Tutti, bene o male, abbiamo sentito parlare o anche solo nominare l’Oxford English Dictionary, il dizionario più famoso al mondo. Ma qual è la sua storia, quali sono le sue origini? Questa è la storia di Esme e di come ha preso parte alla squadra di James Murray per la realizzazione di uno dei progetti più vasti mai realizzati.

Nel romanzo di Pip Williams, le protagoniste assolute sono proprio loro: le parole. Un argomento base come quello raccontato tra queste pagine si trasforma in una vicenda magica e unica, che tiene incollati dall’inizio alla fine.

Quella della giovane Esme è una storia ricca di passione e dedizione, sensazionale per il risultato finale ma non senza una dose non indifferente di difficoltà. Con la Williams s’impara a conoscere realmente le parole, che mutano con il trascorrere del tempo, esattamente come l’evoluzione di qualsiasi essere vivente. Fin da bambina, Esme colleziona i termini che sembrano dover essere dimenticati o mai spiegati, per portarli alla luce nel momento giusto e rendere loro giustizia. Le parole hanno un’anima e l’autrice fa passare questo concetto con uno stile di scrittura emotivamente travolgente, che eleva una storia apparentemente arida di contenuti a pregna di sentimenti e lezioni da impartire.
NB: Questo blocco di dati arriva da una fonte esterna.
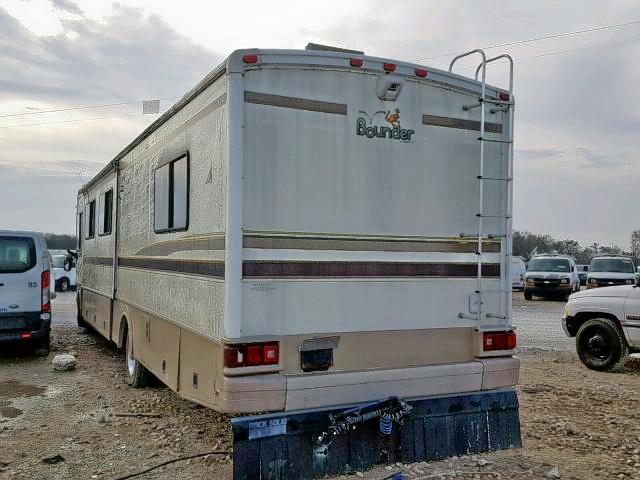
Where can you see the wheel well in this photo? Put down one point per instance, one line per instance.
(574, 323)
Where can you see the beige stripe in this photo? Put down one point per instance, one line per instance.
(295, 103)
(364, 245)
(182, 245)
(460, 123)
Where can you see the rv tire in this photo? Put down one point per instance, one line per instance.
(137, 374)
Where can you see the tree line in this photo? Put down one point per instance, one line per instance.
(525, 243)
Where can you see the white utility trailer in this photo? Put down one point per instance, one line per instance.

Le parole non appartengono a nessuno. Devono essere libere di venire diffuse, senza essere di proprietà solo di un genere o l’altro, piuttosto che di un ceto migliore degli altri. Esme è una donna e come tale deve capire subito qual è il suo posto: all’ombra degli uomini, proprio come le parole che dovrebbero essere calpestate e cancellate. Si prende quindi in carico una missione affatto facile: salvarsi per salvare tutte le donne e contestualmente le loro parole che rischiano di essere eliminate per sempre.
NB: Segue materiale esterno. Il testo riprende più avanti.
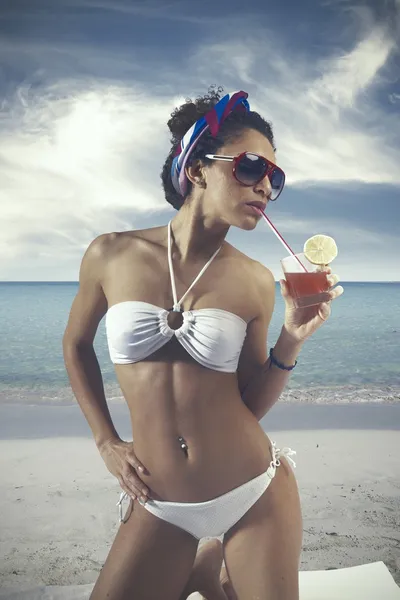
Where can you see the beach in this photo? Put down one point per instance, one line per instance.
(58, 514)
Il periodo di tensione storica viene quindi accentuato accuratamente dalla specifica vicenda, adattandosi alla perfezione in un momento delicato ma fondamentale per avviare la macchina che renderà le donne reali, indipendenti sotto i riflettori della società. Gli approfondimenti lessicali, inoltre, sono una manna interessante che va ad arricchire il personale bagaglio culturale.
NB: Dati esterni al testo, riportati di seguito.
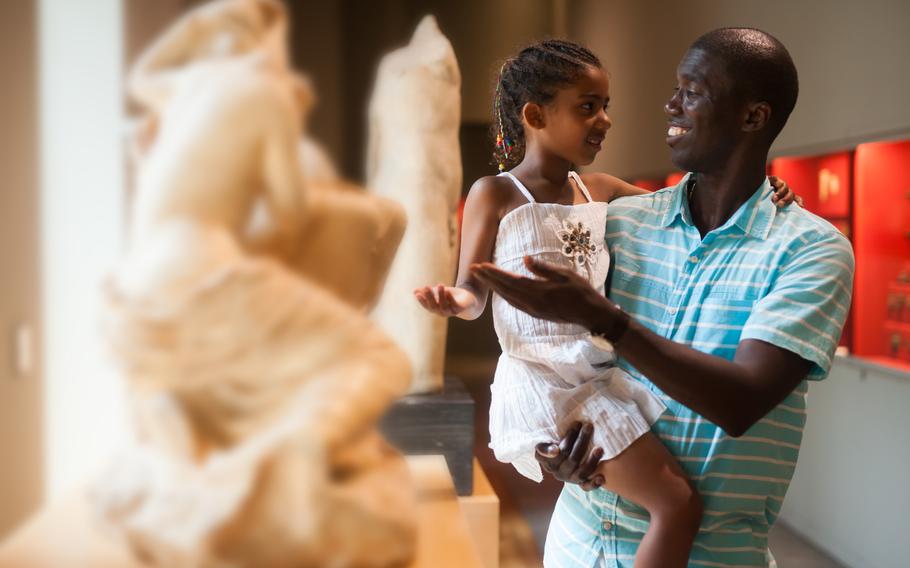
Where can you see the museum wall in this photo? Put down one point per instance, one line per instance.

La Williams, inoltre, affronta i sentimenti umani trasferendoli direttamente nelle parole stesse, portando in parallelo ciò che provano i personaggi umani e ciò che viene scritto su carta. Ha dell’incredibile la potenza che questo concetto sprigiona, fuoriuscendo dal libro e appiccicandosi alla pelle. Esme impara che è vitale che vengano ricordati non solo i termini positivi, ma anche quelli negativi, come “schiava”, “guerra”, “morte”. Parole non dette e significati o perduti o mai davvero coniati, rendono “Il quaderno delle parole perdute” un romanzo vivo, di cui desideri leggere e rileggere ogni particolare, per innamorartene sempre più.